Abstract

In the last decades, ethnolinguistic Otherness has assumed an increasingly prominent position in many audiovisual products focusing on non-mainstream cultures otherwise quite voiceless in audiovisual media and giving voice to multilingual discourse practices where code-switching stands out as a key conversational strategy in expressing linguacultural diverse identities. This ties issues of on-screen multilingualism to the field of audiovisual translation and raises new challenges as far as the screen representation/translation of linguacultural specificities is concerned. All this is interestingly to be observed in animated films; indeed, since the early 1990s, such important animation production companies as Walt Disney, Pixar, and Dreamworks began to produce ethnically diverse films offering deep sociolinguistic insights into non-dominant countries and populations whose richness is conveyed on the screen by dialogues interspersed with their native languages, acting as vital symbols of their ethnocultural identity.
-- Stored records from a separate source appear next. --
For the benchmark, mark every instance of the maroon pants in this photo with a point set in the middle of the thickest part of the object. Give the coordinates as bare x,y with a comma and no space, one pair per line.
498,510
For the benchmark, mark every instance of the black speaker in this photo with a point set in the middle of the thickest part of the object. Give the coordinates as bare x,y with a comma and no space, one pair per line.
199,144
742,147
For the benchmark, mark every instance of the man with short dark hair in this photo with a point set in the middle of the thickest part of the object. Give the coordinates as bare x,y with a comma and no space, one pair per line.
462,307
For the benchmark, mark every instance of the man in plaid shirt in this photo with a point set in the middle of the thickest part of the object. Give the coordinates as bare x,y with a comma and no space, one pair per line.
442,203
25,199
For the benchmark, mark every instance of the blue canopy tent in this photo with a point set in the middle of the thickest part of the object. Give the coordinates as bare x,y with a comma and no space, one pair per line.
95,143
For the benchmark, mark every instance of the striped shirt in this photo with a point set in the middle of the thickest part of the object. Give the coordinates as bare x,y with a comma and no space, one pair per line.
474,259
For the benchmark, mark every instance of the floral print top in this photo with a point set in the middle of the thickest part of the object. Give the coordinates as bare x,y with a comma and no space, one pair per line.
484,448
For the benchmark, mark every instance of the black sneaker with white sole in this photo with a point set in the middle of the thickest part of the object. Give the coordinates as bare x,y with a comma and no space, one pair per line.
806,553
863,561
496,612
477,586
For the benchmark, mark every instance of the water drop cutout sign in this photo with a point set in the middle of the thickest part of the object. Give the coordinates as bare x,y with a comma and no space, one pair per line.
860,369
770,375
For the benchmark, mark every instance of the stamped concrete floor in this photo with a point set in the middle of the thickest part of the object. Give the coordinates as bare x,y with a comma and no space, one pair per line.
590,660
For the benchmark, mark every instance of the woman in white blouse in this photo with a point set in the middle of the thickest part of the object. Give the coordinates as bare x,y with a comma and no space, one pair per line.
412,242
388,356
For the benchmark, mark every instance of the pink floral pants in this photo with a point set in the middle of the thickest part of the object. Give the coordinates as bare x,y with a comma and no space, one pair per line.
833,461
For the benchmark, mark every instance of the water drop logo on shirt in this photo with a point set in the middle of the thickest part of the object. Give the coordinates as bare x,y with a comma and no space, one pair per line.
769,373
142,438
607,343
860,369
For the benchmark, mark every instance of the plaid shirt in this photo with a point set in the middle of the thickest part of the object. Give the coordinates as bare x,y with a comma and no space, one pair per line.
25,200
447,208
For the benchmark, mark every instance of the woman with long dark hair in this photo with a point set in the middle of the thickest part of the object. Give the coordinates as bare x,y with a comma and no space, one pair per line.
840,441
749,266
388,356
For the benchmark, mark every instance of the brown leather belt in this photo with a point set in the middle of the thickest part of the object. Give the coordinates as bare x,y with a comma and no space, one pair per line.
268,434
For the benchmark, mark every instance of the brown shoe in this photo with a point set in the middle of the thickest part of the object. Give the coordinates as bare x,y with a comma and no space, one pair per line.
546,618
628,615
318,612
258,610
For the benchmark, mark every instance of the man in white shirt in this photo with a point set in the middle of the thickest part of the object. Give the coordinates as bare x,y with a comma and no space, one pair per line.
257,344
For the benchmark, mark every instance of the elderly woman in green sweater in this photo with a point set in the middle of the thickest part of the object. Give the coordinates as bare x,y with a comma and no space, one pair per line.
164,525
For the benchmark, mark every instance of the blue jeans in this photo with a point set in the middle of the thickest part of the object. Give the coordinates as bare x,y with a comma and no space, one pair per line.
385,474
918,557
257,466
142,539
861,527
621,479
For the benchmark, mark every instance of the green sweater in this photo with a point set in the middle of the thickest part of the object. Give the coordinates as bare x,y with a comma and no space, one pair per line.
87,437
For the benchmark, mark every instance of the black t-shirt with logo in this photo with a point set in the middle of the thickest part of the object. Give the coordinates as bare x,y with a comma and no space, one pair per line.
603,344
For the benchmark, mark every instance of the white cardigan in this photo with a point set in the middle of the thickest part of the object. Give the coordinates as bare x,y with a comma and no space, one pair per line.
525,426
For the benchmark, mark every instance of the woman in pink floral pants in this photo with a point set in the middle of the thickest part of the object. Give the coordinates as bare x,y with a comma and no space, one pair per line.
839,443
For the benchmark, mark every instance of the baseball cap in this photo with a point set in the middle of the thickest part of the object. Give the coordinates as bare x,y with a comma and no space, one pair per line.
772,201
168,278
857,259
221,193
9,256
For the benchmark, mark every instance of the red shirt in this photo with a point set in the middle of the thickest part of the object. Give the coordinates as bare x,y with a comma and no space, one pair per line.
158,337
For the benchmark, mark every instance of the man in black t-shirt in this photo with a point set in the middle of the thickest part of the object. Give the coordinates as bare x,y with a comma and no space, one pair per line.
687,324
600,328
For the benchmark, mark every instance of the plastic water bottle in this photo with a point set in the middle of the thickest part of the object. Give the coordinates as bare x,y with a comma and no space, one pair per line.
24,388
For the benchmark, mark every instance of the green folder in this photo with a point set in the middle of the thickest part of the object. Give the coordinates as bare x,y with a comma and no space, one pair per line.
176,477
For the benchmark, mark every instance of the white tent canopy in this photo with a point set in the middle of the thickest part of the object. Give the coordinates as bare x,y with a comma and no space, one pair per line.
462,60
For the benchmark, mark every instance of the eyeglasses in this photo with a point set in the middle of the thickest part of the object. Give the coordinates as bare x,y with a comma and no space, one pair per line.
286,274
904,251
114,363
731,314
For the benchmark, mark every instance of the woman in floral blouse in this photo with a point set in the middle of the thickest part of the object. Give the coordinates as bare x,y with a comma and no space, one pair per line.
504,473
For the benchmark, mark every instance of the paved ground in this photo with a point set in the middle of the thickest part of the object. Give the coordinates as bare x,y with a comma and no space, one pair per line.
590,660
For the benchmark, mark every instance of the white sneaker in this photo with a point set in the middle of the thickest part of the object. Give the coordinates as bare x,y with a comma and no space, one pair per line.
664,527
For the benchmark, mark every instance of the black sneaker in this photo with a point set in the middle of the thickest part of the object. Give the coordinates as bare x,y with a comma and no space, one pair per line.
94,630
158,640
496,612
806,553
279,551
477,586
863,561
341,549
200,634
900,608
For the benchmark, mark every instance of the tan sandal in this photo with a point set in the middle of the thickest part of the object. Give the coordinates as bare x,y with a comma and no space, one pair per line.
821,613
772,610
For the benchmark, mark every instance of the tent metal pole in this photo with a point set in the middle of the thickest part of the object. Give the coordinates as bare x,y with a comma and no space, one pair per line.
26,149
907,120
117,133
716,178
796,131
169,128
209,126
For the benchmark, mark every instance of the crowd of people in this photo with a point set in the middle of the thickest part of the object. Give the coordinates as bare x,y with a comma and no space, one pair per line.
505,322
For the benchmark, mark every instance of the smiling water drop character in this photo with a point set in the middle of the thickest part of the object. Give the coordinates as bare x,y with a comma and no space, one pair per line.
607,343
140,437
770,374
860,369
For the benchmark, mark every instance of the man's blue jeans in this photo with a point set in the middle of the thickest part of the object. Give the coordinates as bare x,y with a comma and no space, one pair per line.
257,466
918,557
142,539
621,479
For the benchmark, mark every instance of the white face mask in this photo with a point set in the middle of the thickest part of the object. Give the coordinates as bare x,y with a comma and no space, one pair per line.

Starting from these observations, this paper aims at looking contrastively and diachronically at how L3s, i.e., languages different from both the language of the original film and the language of the film’s dubbed version, used in instances of turn-specific, intersentential and intra-sentential code-switching, have been dealt with in the original version and in the Italian dubbed version of thirty American multilingual animated films, released between 1991 and 2022. The main objectives of this study are: to verify to what extent the original ethnolinguistic Otherness is either retained for the Italian audience or manipulated in dubbing; to observe whether and how the screen translation studies’ approach in conveying linguistic diversity in animation has possibly changed over the last thirty years; and to point out what can be achieved by audiovisual translation in terms of intercultural/interlingual transmission when autochthonous linguacultures are represented in animated films.